Daarbij geldt dat de door [eiseres] gestelde onrechtmatige daden enige, en sommige al geruime tijd geleden hebben plaatsgevonden. Gelet daarop moet er van uit worden gegaan dat [eiseres] geacht moet worden ten tijde van het uitbrengen van de dagvaarding in staat te zijn geweest de fysieke- en/of psychische schade, als zij die als gevolg van dat onrechtmatig handelen zou hebben opgelopen, nader te preciseren en met bescheiden te onderbouwen. Dat geldt eens temeer nu zij niet heeft gesteld, en ook niet is gebleken, dat niet sprake zou zijn van een eindtoestand en te verwachten valt dat in de toekomst nog schade zal ontstaan.
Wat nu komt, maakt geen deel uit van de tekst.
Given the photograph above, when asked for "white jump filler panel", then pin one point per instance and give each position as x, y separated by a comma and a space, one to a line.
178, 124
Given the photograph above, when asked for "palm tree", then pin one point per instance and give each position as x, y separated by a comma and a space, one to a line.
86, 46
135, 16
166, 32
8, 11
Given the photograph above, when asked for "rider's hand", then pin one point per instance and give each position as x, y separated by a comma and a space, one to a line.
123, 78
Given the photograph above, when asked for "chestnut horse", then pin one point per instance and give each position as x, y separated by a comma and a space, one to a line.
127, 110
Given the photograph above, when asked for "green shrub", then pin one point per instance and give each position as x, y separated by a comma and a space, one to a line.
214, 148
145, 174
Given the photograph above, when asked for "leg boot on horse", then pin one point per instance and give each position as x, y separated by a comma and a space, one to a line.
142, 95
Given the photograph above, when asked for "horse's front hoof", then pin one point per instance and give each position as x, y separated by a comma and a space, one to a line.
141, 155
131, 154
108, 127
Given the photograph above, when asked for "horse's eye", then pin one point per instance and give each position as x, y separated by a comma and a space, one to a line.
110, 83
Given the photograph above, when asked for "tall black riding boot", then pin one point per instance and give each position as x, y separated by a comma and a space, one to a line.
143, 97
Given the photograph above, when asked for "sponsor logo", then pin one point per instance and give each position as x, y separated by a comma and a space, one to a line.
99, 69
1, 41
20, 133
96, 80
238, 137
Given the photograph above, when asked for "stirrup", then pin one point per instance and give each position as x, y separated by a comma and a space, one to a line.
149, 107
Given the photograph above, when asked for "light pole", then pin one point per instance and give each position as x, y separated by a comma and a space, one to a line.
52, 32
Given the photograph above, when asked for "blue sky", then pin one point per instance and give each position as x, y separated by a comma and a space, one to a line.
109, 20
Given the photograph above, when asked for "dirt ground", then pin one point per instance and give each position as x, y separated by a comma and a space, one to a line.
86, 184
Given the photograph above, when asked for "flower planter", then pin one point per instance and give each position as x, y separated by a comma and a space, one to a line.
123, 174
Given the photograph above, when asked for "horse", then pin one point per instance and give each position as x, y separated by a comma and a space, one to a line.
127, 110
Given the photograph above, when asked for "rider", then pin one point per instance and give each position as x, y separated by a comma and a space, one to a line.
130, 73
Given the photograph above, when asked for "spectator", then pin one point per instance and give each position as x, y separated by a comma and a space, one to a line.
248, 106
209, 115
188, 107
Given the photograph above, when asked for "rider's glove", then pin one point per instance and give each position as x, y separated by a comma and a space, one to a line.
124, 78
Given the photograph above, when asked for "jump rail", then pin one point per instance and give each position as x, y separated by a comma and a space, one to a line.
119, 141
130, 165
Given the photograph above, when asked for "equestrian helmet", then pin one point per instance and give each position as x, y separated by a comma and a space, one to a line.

Nu [eiseres] dat desondanks nagelaten heeft zal de rechtbank [eiseres] niet in de gelegenheid te stellen haar standpunt dienaangaande nader uiteen te zetten.
De rechtbank zal de vordering van [eiseres] voor zover die ziet op de verklaring voor recht dat [eiseres] door onrechtmatig handelen van [gedaagde] schade heeft geleden afwijzen. Dat geldt, gelet op het vorenstaande, eveneens voor de vordering van [eiseres] te bepalen dat [gedaagde] jegens [eiseres] gehouden zal zijn tot het betalen van de door haar geleden en nog te lijden schade op te maken bij staat en te vereffenen volgens de wet.